Class is in session for one hour every single night and my son and I LOVE this time together. We are focused, fascinated, and leaning forward to learn more. Here is how we divided up our studies and stories hours this past week:
Before Carl Linnaeus, before Charles Darwin, before John James Audubon: MARIA MERIAN (1647-1717), artist/nature observer. We learned all about Merian in the Sibert Medal 2019 book, “The Girl Who Drew Butterflies” (Joyce Sidman). Merian’s meticulous work documenting caterpillars/butterflies/host plants was cited 130 times by Carl Linnaeus in his major opus, “Systema Naturae”. Maria Merian was the first to bring scholarly attention to the caterpillar-to-butterfly connection. More, of note:
- We rolled our eyes: As a female in her native Germany, Maria Merian was forbidden to study at college, and yet her groundbreaking work was criticized because she was a “self-taught amateur”.
- We cheered: Tsar Peter the Great bought 300 of her original watercolors to start Russia’s first art museum. My son selected one of her works in poster form for his room:
“The World Jesus Knew – A Curious Kid’s Guide to Life in the First Century”, by Marc Olson/illustrated by Jemima Maybank. A scholarly work, accented with sly humor. Here is what caught our attention:
- Palestine was under the rule of the Roman Empire during the time of Jesus. This was actually a BIG deal – Roman rule infiltrated all aspects of life
- Because fisherman were in the water so often, they often fished WITH NO CLOTHES ON
- The Sanhedrin, what was it and how powerful was it?

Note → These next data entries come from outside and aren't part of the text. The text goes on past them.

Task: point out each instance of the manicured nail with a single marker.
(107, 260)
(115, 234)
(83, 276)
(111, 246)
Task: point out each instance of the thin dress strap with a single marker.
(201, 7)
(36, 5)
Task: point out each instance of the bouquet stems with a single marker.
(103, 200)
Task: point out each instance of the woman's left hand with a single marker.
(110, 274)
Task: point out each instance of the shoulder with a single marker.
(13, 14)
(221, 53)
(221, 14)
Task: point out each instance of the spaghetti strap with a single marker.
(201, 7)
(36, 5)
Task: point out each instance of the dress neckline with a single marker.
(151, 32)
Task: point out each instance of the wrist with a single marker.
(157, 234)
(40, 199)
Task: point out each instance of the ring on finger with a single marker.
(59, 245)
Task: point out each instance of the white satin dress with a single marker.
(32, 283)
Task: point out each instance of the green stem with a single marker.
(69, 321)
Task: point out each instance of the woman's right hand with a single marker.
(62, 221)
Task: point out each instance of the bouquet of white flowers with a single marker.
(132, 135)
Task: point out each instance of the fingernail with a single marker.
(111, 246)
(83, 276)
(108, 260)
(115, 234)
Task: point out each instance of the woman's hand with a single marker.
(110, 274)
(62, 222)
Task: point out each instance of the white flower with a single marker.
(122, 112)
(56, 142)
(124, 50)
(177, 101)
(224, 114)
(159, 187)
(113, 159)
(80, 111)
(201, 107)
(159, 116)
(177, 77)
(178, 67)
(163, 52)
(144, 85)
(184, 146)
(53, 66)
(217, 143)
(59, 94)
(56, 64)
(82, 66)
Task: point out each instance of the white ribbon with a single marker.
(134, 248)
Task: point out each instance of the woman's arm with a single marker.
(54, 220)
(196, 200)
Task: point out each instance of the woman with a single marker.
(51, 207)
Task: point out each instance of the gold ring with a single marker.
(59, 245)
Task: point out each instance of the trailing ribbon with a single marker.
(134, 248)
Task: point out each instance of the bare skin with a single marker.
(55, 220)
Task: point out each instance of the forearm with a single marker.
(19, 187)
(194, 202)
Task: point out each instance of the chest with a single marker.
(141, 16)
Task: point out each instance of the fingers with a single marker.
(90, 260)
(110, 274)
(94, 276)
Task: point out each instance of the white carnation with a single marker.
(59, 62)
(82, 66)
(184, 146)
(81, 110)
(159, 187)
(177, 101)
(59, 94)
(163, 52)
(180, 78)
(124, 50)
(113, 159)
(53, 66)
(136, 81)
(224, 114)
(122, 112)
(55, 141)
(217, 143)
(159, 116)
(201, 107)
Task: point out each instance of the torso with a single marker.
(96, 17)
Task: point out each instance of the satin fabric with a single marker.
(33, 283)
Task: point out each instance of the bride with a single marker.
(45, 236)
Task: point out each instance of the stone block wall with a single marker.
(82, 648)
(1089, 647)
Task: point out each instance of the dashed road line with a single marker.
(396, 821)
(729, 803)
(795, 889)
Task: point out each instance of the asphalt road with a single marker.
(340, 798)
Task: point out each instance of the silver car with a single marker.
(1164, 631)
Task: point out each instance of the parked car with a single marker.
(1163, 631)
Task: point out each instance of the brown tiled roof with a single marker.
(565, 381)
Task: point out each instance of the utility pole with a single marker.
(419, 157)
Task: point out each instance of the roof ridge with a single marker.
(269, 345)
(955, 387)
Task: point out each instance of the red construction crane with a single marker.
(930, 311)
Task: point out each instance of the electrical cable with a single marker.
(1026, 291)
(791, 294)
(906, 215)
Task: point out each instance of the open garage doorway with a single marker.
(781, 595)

“Vet Academy” (Martin/Keoghan) – My son’s cousin Kelly is a vet (and as far as we are concerned, THE BEST VET), so we thought we should learn more about her world:
- My son and I mused over three vet specializations and what each would mean in terms of life-style: small pets (vet treats animals at local veterinary clinic), farm animals (vet drives all over creation to check on “patients”), or zoo animals (vet essentially lives at the zoo).
- Our favorite page of the book was in the zoo animal section: we learned to distinguish between cheetahs, leopards, and jaguars by examining their spots. We keep getting smarter.
Language Arts Time:
We are still doing word scramble games every night – it is such an easy way to sneak in handwriting practice AND my son unscrambles these instantaneously with 100% accuracy. HOW DOES HE DO THAT???? Words (unscrambled at bottom of post) like:
After spending really a lot of time putting together months and months of puzzles, I bought a “Jumble Junior” book. Perfect.

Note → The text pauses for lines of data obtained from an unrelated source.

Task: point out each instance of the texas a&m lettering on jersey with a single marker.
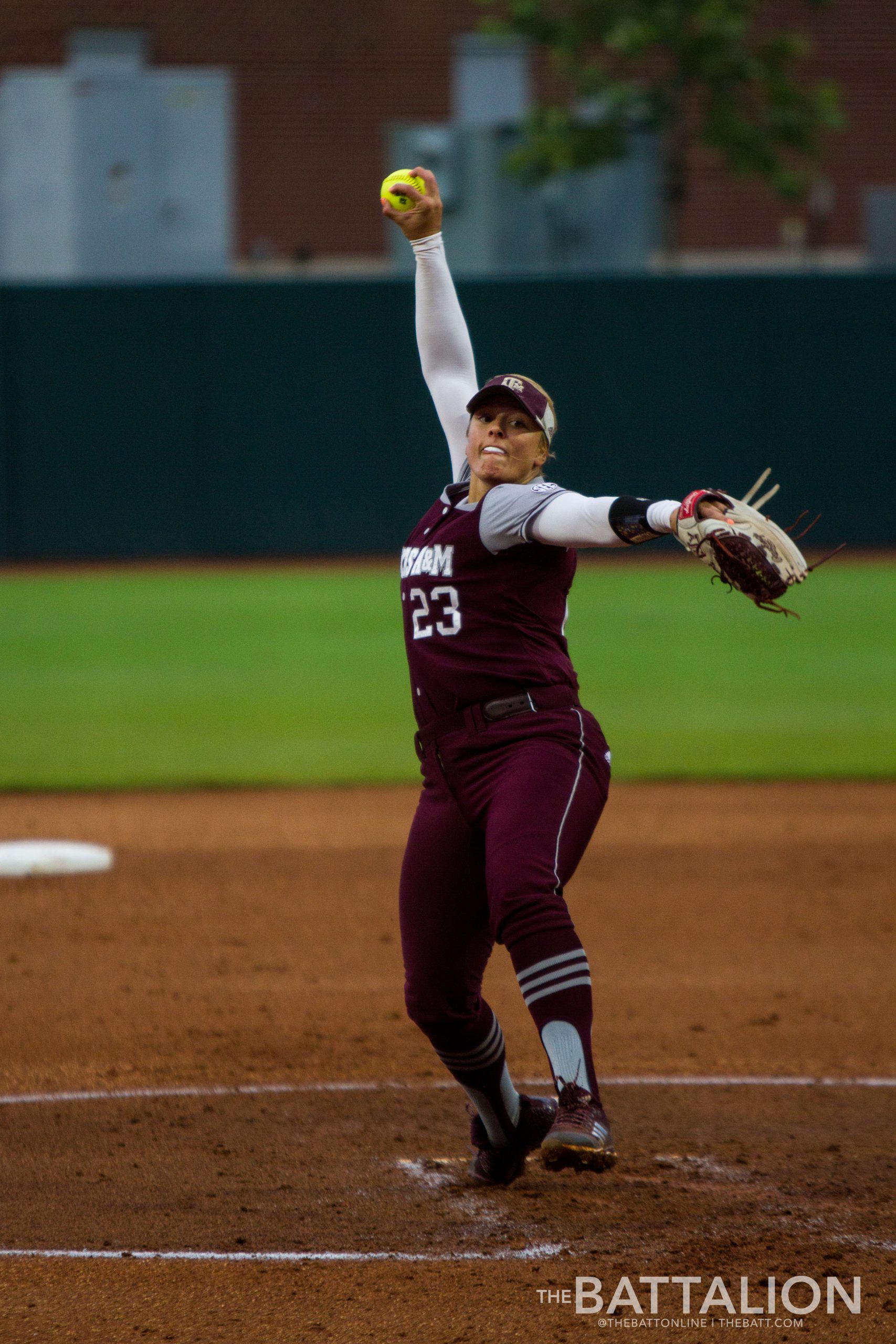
(428, 560)
(484, 604)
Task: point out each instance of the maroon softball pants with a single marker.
(504, 817)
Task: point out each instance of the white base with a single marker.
(34, 858)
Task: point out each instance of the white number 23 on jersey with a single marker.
(441, 606)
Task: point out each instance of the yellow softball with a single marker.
(395, 198)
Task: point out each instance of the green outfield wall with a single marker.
(291, 418)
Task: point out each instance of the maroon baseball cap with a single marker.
(523, 390)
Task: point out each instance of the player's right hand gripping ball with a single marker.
(395, 198)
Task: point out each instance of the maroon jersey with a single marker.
(484, 605)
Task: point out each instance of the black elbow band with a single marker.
(629, 519)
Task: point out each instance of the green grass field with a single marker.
(296, 675)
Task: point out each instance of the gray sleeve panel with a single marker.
(507, 512)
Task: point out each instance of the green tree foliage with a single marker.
(698, 71)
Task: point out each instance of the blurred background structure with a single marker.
(196, 284)
(318, 93)
(207, 351)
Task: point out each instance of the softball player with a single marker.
(515, 769)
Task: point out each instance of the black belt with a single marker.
(476, 717)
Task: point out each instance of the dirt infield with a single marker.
(249, 940)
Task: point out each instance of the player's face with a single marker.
(504, 444)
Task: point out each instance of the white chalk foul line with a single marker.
(539, 1251)
(289, 1089)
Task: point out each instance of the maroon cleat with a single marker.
(501, 1166)
(579, 1136)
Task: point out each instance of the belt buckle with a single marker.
(512, 706)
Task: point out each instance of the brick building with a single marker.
(318, 82)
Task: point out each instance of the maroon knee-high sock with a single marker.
(473, 1053)
(554, 976)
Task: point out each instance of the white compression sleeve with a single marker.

A Farmer Brown Story Problem – Even though Farmer Brown has a perfectly good rooster to awaken his 8 farmhands, he has been under pressure to purchase an alarm clock for each worker. Farmer Brown is letting them choose between a digital (vocab) clock ($12) or a vintage analog (vocab) clock ($15). Three fourths of the farmhands want a digital clock, the rest have ordered the analog. Total shipping will be $10. Farmer Brown has budgeted $100 for new clocks, will this cover the costs? (answer at bottom of post)
Reading for Fun Time:
Three words: Hank the Cowdog. Years ago we read through the gigantic series and we are now revisiting our favorites. Two weeks ago we read, “The Mopwater Files”. Last week it was “The Disappearance of Drover”, this week, “The Incredible Priceless Corncob”. Hank time is Texas-sized smile time.
Arts and Crafts Time:
French curve – I found an envelope of plastic French curve templates that had belonged to my father (an engineer). Why shouldn’t my son know about Ludwig Burmester’s (a German mathematician) French curves? We got right to work swerving and curving. This was fun!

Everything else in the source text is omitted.